CHEMICAL FREE PEST SOLUTION
If you’re considering eating the fruits of your labor, there are natural fertilizers and companion plants to aid in pest control instead of using chemicals.

Planting onions, garlic or chives around your garden helps keep some pests away. You can also grow very hot peppers, dry or grind them, then mix with a clove of garlic and let the mix steep in the sun in a glass close-able jar. Then strain/dilute with a drop of soap and spray it on your plants. Be sure to label your spray.

WATERING
You can choose to mist your plants very frequently to the extent that they hardly need any watering at the roots.
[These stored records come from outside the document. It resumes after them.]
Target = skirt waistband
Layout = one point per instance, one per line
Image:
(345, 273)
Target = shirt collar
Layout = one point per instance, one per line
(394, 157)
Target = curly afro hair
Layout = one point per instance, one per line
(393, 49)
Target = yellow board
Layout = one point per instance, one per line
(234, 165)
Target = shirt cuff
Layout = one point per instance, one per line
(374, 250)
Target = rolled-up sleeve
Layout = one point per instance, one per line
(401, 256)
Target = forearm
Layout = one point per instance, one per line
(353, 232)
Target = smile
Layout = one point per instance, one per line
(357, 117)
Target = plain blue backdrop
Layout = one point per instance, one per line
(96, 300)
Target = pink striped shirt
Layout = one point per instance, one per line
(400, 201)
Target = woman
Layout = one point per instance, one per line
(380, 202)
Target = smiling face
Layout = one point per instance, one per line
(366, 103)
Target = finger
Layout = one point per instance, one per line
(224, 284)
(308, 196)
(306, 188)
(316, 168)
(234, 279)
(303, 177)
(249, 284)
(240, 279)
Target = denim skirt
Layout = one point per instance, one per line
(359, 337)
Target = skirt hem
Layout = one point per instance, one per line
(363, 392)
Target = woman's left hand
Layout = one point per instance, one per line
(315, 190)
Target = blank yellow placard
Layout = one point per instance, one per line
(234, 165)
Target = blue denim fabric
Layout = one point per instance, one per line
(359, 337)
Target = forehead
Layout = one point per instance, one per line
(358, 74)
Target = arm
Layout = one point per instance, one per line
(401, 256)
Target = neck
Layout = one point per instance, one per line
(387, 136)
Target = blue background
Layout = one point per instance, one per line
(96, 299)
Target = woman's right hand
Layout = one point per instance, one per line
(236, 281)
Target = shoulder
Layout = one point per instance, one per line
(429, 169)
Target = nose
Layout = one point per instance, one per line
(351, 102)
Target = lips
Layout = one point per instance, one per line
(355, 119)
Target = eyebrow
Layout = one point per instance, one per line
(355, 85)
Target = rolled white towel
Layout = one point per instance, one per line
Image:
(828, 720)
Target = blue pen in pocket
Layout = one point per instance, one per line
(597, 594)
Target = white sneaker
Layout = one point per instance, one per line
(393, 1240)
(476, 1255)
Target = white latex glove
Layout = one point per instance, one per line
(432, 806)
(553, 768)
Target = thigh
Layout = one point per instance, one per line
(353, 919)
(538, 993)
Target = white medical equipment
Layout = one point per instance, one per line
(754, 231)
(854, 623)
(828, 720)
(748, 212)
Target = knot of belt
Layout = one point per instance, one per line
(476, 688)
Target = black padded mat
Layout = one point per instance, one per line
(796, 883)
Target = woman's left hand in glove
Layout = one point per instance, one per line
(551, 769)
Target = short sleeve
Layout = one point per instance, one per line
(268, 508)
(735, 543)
That would be ideal to avoid mold and the plants would love it. Its better to have plants under watered than over watered. It is wise to water heavy one day (saturate the soil) and then let it dry out over three days or so. Water early in the morning or late in the afternoon. During the heat of the day, herbs will curl their leaves in order to preserve moister. Watering during this time will force the plants to open their leaves, and eventually cause them to dry out.

HARVESTING
Never harvest more than half of a plant at one time. When harvesting, be sure to pick leaves down from the stem of the plant. This allows the plant to close the hole faster, leading to less water loss. Herbs can be harvested multiple times over a season, but only if you do not overharvest. Try to wait at least three days before picking leaves again.

EASY TO GROW HERBS
Popular choices are garlic, ginger, rosemary, parsley, sage, and mint.

GOOD TO KNOW
Growing peppermint in here is great because it keeps peppermint from traveling. Once peppermint takes root in your yard or garden, it grows like crazy and you’ll never get rid of it.

You will also get algea and other green weed seeds germinating and growing.

FOOD FOR YOUR PLANTS
Some soil already has fertilizer built in, if that is the case, no plant food is required until you see the leaves start to get yellow around the edges. That would be up to 1.5 months after you plant your plant. You’ll only need to water it until this point.

SUGGESTION FOR BETTER WEIGHT REPARTITION ON SUPPORTING ROD
Sew a band of heavy fabric at the top of the shoe organizer so that it forms a tube and slide a rod through it before you attach it to the wall. This will reduce the risk of your hooks slicing through the shoe organizer.

PLASTIC BAGS IN POROUS POCKETS
You can put plastic bags with holes in shoe organizers that have porous pockets. This will help retain moister.

HERBS GROW BEST IN ALKALINE SOIL
When planting or transplanting your seeds, use a light, well-drained soil to grow your seeds in. When preparing the soil, add just a “dash” of compost and bone meal to ensure good drainage as well as extra nutrients. You’ll discover as you grow a larger variety of herbs that many herbs grow best in an alkaline soil. Add a tablespoon or two of agricultural lie to the soil. This helps the roots to absorb nutrients more efficiently. All of these compounds and nutrients get mixed into the hole in the soil before planting the herbs in your garden.

ANOTHER COOL IDEA USING RECLAIMED GUTTERS

Suzanne Forsling Gutter Garden

Another way to get your crops off the ground and into the light by afixing gutters to the wood siding of a house or building on the sunny side and using them as planters. Great space saving idea.